Per December 18th amendment to transaction terms, Vivint is now valued at $4.2 billion in enterprise value, including an additional $100 million equity commitment
Total new equity commitments (in addition to Mosaic’s existing cash in trust), including forward purchase commitments, PIPE investments and backstop commitments are now $475 million
Mosaic Acquisition Corp.’s Special Meeting of Stockholders will be held on January 17, 2020
PROVO, Utah and NEW YORK–(BUSINESS WIRE)–Vivint Smart Home, Inc. (“Vivint”) and Mosaic Acquisition Corp. (NYSE: MOSC; “Mosaic”) today updated investors about the Mosaic Special Meeting of Stockholders to be held on January 17, 2020.
As previously announced on December 18, 2019, Vivint and Mosaic entered into an amendment to the definitive agreement to merge Vivint with a subsidiary of Mosaic (the “Amendment”).

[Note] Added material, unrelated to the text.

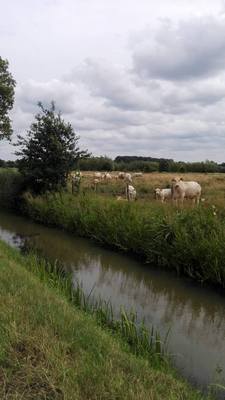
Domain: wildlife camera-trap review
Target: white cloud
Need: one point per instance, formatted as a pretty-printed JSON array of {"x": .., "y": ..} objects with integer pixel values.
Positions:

In connection with the Amendment:
- The initial enterprise value attributed to Vivint was reduced to approximately $4.2 billion, implying an estimated 2020 Adjusted EBITDA multiple of approximately 7.75x pre-money, or 7.92x post-money.
- Affiliates of Fortress Investment Group LLC (“Fortress”) agreed to invest up to an additional $50 million in Vivint through an investment in the common stock of Mosaic, through open market purchases or directly from Mosaic, prior to the closing of the merger. This investment is in addition to the $125 million investment in Vivint that Fortress affiliates committed to make at the time of the initial announcement of the transaction in September, and is in addition to pre-existing investments in Mosaic held by Fortress affiliates.

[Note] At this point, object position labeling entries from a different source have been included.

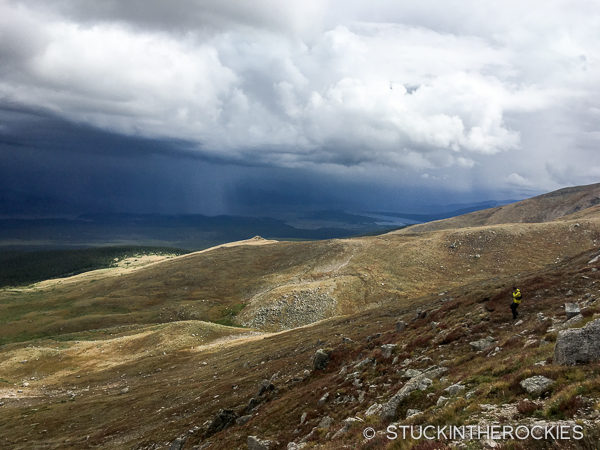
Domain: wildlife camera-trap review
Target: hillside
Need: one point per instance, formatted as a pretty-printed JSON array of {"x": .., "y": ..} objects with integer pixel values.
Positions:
[
  {"x": 155, "y": 357},
  {"x": 542, "y": 208}
]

- An investor who is investing in Vivint pursuant to forward purchase commitments obtained in connection with Mosaic’s IPO has agreed to invest an additional $50 million in Vivint through an investment in the common stock of Mosaic prior to the closing of the merger.
- Pro forma net leverage reduced from 5.2x to 3.9x LTM 9/30/2019 Covenant Adjusted EBITDA, with substantially all net proceeds expected to be used to repay debt, assuming no redemptions by Mosaic’s public stockholders.
David Maura, Executive Chairman and Chief Executive Officer of Mosaic, said, “Vivint is a dynamic and fast growing smart home business that differentiates its offering through a fully integrated platform that unifies the customer experience in an efficient, seamless and simple way. Vivint’s strong subscriber momentum, compelling unit economics, and multiple levers for organic growth represent a phenomenal opportunity to be at the cutting edge of technology that is changing the way we live. Mosaic, Vivint, Fortress and Blackstone are aligned in taking a long-term view of value creation, and we have amended the transaction to encourage the contribution of additional proceeds to Vivint’s balance sheet. The amended terms will support maximum deleveraging and promote sustainable, long-term growth at Vivint.”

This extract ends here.